The second major hardware question is: How much memory? Fortunately, this is very simple to answer. When in doubt, buy as much memory as your budget can afford and your server can accommodate. No other hardware component as generally, easily, or quickly provides such dynamic performance improvements. Moreover, memory is by far the easiest hardware component to incrementally augment as time goes on. If you don't get enough memory at the start, don't hesitate to add more. Just make sure that you adjust your database and application parameters to take full advantage of all memory.

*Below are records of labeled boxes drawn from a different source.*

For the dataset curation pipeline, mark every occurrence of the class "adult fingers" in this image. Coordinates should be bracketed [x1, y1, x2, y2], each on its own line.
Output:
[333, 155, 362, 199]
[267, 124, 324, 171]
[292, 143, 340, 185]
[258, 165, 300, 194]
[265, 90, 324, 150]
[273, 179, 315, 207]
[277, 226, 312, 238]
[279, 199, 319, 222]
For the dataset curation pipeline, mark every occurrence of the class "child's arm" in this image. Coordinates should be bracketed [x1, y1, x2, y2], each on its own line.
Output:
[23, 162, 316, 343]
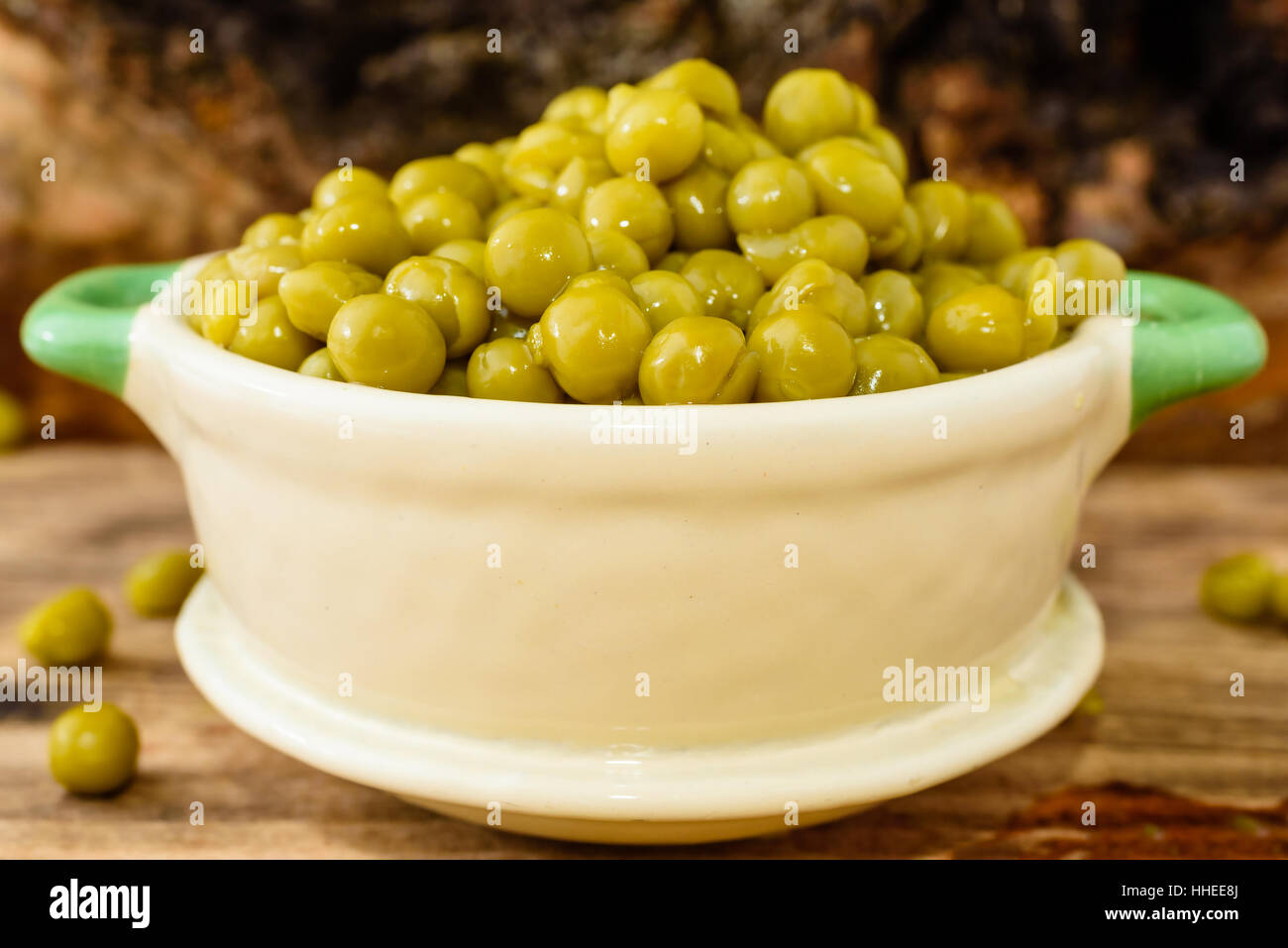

So, do you just order as much memory as the server can hold or the budget can afford? What if you have multiple servers? Fortunately, you can be a bit more scientific with your estimates. In fact, you can use the same criteria from the CPU needs analysis to derive a more meaningful memory need estimate.
If we assume Oracle consumes about 50 MB of memory per business intelligence query process, (based in large part upon proper INIT.ORA parameter settings, covered in Chapter 5), and that we must have at least 1 GB of RAM, we arrive at the following formula:
GB RAM = Round (Max (Concurrent Users * Avg. Concurrent Queries per User * PQO Degree * 50, 1000)/1000,0)
The results are shown in Figure 3-6.
Keep in mind that you'll need to equally spread all that memory across whatever number of nodes you end up with. Also remember that most SMP and NUMA machines can have up to 64 GB of RAM, so they can address the needs for all but the largest of data warehouses (i.e., bottom right corner cell of Figure 3-6).
So what does this graph show us? Well, even for parallel degree one (i.e., serial query processing), we need at least 2 GB of memory for even just a few queries. In fact, the graph suggests 6?26 GB for mid-size data warehouses, and 60+ GB (often the limit) for the largest data warehouses. And don't forget to factor in your data loading memory needs?they might be above and beyond what this graph suggests.